Neuroendocrine Cancer Community

Hello, I am Leanne. A mother to a 3 year old, living in Warwickshire. In 2016 I saw an advertisement for a position at Neuroendocrine Cancer UK (back then it was NET Patient Foundation). At that time I worked for anther charity based in the same building as NCUK. When I saw the advert I felt compelled to apply. After speaking to Catherine (CEO) around the building about how the charity was set up and their ethos, I could sense her passion for the organisation and it made it a very appealing place to work.

I was terrified about my interview, and not for the normal reasons. I was terrified because I had never heard about Neuroendocrine Cancer. I remember asking my mum how to even pronounce it!

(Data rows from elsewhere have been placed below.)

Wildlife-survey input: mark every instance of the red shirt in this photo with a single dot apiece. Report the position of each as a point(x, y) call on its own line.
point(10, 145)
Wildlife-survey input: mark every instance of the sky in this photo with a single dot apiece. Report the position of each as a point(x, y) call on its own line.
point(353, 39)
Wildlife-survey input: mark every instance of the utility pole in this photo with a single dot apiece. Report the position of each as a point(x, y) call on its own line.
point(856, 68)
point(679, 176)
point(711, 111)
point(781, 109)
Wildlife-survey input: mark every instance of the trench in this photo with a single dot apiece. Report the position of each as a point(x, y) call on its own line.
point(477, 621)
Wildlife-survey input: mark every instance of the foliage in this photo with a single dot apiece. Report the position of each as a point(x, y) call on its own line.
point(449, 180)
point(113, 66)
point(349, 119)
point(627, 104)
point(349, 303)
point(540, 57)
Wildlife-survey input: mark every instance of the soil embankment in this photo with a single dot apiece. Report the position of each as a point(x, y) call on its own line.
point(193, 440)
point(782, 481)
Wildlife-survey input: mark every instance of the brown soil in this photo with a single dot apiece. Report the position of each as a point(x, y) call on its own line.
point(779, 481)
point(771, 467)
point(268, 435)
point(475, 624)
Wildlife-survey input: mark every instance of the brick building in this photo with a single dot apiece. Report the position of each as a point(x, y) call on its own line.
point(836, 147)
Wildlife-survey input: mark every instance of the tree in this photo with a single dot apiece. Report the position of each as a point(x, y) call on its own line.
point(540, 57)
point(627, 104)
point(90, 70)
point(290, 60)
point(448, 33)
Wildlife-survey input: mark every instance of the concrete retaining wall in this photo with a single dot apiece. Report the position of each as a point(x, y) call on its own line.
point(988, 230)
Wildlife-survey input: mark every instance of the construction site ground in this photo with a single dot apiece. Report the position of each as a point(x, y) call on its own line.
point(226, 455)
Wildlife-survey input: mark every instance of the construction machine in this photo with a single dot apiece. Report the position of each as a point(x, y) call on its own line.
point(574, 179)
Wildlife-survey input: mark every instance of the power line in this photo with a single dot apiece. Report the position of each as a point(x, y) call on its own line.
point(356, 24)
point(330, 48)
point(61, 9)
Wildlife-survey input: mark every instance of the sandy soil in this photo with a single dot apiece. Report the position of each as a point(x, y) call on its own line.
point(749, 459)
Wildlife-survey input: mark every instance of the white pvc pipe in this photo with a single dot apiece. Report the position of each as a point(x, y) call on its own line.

Luckily for me the interview wasn’t based on my medical knowledge and I was asked to join the team.

4 years later and I can now say I have that same passion that shone through Catherine when I first met her. Working for NCUK is not only a job for me, but I have become an advocate for our community.

The thing I’m most proud of whilst working at NCUK is organising the first NET Retreat. It was a weekend long event, where we held mindfulness and food and nutrition sessions, counselling sessions, a Q&A with the experts and ended the event with a beautiful dinner at the Penny Brohn centre in Bristol. The event was a huge success.

I wanted to take part in the Faces of Neuroendocrine Cancer campaign as when I became a new mum I felt so alone. Millions of women become mums everyday, yet I still felt so alone with what I was going through. Luckily I had people to talk to. When diagnosed with a rare disease I can only imagine how alone you feel. I want this campaign to spread far and wide so those diagnosed and living with can read the stories and know that they are not alone.